Neste almoço em que a família Nabeiro se junta, num domingo que não é mais um domingo, são celebrados os 90 anos de Rui Nabeiro, figura incontornável no país e no mundo por ser antes e em primeiro lugar um homem irrepetível em Campo Maior. Quando um dia assistiu a uma entrevista dada pelo escritor José Luís Peixoto, Rui Nabeiro entendeu ser esse o autor certo a quem pedir que escrevesse sobre si a história de uma vida. Ver chegar os 90 anos pressupõe, provavelmente, saber olhar para trás e revisitar memórias para um legado arrumado para o futuro que vem. José Luís Peixoto acedeu ao desafio com uma contraproposta: uma biografia romanceada. É assim que nos chega às mãos este livro que se lê de fio a pavio, Almoço de Domingo.

Talvez a razão mais íntima pela qual Rui Nabeiro sentiu necessidade de deixar escrita a sua história se encerre nesta ideia prodigiosa de José Luís Peixoto: «O passado tem de provar constantemente que existiu. Aquilo que foi esquecido e o que não existiu ocupam o mesmo lugar». E talvez também por saber que com a idade vem a sabedoria: «Sabia que envelhecer é acumular dores».

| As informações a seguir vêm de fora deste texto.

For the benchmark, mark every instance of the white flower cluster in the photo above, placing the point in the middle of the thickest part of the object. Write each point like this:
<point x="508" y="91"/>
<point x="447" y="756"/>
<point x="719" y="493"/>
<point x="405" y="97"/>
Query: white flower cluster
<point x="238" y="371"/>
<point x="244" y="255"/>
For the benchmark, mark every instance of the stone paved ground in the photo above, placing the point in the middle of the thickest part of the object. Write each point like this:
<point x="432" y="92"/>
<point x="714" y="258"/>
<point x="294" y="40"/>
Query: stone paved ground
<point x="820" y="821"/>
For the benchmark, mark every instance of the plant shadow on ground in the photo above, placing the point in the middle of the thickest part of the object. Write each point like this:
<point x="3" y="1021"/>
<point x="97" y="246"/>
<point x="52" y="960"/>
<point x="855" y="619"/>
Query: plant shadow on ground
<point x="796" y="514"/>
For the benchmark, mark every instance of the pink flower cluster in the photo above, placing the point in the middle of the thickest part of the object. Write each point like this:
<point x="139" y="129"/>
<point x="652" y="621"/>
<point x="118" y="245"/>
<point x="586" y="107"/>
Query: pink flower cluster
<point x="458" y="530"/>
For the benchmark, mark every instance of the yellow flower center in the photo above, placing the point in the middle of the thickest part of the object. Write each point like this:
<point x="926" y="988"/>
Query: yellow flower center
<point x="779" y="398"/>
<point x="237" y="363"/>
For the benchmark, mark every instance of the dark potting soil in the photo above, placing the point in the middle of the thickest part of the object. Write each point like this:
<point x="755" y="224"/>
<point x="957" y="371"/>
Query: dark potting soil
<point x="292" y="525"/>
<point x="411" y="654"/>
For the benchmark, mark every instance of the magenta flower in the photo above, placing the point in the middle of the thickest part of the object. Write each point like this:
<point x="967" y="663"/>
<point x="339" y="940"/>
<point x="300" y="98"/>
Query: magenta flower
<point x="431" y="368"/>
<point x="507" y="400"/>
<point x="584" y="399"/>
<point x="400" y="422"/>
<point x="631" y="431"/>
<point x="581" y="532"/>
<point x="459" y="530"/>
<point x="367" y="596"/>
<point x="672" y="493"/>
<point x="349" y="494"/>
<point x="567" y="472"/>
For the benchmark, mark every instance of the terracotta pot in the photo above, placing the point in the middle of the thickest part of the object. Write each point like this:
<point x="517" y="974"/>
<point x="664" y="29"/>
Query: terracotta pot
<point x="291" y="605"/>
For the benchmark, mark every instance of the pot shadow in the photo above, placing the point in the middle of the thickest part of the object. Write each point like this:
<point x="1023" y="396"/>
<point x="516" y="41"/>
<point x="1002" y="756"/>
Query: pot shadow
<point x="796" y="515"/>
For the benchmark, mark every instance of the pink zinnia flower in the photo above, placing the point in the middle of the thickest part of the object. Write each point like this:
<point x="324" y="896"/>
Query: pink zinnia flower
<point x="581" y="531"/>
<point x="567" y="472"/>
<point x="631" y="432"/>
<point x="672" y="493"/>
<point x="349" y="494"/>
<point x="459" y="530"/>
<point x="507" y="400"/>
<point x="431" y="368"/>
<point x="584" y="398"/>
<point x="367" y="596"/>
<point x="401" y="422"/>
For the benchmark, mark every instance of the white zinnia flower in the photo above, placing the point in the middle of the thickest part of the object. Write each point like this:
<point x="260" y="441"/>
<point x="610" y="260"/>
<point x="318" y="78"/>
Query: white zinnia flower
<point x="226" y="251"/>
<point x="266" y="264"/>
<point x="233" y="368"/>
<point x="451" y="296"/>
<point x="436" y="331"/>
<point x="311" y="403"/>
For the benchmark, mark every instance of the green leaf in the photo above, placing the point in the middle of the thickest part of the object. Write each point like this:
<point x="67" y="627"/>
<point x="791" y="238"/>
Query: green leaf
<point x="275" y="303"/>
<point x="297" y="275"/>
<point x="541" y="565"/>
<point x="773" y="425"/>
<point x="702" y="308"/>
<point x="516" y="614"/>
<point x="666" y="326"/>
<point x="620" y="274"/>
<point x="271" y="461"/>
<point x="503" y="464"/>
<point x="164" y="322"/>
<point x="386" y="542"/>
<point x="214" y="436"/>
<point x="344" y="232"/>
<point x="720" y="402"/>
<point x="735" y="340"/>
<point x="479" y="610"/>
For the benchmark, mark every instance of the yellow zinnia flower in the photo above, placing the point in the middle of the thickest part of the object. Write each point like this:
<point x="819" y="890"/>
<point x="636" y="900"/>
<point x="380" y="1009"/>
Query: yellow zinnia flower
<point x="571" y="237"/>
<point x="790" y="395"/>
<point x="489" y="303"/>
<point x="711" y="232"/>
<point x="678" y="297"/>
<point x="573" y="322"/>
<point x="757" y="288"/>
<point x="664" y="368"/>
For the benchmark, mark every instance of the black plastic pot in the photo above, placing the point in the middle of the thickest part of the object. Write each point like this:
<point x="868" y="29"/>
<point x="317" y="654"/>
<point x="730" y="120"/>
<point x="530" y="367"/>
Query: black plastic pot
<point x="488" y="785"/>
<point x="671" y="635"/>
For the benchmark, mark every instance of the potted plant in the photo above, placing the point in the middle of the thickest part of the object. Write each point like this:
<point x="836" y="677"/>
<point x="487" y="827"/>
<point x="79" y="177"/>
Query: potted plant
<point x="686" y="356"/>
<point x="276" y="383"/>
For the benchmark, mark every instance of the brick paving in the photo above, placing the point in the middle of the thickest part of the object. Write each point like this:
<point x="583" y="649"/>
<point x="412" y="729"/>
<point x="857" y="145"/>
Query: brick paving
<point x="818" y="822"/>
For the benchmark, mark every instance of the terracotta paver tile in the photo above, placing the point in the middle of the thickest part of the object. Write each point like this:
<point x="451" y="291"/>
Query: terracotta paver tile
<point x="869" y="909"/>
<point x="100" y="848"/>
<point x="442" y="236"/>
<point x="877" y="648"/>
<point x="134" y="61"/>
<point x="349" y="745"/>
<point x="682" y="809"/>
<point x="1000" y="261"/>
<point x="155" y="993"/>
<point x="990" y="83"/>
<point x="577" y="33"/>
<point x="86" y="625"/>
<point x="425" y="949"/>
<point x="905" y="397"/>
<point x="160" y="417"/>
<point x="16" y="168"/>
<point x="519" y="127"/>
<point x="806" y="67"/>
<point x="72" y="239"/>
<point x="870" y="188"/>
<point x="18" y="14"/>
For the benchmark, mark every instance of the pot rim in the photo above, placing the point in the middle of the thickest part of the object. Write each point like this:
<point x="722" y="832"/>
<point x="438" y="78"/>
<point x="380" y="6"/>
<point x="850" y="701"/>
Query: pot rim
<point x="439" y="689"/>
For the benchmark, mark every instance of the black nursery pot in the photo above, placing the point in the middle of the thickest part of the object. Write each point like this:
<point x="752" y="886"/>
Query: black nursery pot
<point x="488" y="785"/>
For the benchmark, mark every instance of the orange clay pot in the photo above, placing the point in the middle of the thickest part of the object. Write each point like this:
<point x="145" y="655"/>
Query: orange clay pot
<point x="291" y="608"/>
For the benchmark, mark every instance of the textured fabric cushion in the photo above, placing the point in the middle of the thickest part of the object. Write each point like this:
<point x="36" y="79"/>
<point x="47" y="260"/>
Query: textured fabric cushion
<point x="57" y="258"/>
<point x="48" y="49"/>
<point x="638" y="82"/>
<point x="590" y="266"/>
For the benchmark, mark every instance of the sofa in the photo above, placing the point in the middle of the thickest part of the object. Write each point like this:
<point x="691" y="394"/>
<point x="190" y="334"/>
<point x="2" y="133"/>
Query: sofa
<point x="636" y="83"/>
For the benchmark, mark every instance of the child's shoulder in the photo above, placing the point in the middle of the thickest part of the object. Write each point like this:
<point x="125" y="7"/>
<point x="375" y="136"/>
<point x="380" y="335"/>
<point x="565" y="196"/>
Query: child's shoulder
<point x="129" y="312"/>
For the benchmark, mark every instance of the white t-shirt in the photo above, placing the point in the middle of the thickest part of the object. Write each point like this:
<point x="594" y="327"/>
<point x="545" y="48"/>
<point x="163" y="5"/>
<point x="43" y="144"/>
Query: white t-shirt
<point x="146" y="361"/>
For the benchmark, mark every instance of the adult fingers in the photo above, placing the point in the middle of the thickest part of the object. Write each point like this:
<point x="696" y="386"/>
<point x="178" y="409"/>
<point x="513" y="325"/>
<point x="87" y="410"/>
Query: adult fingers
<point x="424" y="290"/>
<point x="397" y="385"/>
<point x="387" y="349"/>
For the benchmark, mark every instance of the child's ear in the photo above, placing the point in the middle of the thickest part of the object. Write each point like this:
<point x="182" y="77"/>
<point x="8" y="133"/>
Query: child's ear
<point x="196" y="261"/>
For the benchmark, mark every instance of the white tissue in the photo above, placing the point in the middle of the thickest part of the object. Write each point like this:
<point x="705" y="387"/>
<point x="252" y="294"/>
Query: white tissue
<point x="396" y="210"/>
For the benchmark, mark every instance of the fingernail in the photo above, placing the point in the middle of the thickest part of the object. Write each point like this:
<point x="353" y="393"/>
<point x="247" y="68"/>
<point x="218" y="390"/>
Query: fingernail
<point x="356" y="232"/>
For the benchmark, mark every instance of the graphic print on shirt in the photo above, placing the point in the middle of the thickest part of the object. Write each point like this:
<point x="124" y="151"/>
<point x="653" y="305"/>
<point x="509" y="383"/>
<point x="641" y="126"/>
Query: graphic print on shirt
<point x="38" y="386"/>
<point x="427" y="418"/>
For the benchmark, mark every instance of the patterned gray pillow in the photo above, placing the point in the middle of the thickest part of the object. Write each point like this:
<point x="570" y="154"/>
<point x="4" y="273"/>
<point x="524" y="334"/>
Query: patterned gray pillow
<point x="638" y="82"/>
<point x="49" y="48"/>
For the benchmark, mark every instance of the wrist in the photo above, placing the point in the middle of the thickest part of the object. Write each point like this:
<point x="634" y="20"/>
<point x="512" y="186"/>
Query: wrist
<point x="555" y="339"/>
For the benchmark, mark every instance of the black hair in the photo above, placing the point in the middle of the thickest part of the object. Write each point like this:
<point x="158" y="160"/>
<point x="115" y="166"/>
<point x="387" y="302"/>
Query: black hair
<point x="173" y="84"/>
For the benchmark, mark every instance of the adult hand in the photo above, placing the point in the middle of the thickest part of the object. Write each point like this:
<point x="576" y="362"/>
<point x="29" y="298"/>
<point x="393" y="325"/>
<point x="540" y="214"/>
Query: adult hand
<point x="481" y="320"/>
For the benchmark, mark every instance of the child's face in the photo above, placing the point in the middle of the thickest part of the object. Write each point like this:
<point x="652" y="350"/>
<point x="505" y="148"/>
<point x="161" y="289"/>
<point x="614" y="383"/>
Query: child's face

Ao longo da narrativa que arranca a par e passo com uma infância de desassossego numa família que luta pela sobrevivência, o autor vai atribuindo ao balanço de vida de Rui Nabeiro, a quem se refere como o senhor Rui, várias, muitas, imagens sobre Alice, a mulher, figura eixo. Também do pai terá ficado um ensinamento valente: «Ser patriarca é, em grande medida, sobreviver». Mas para Rui Nabeiro o destino estava talhado com outros traços, porque assim é «o feitio da vida». Construiu um negócio centrado em três produtos: café, vinho e azeite. E tinha um desígnio: «hei de ser um rico diferente dos que há por aí».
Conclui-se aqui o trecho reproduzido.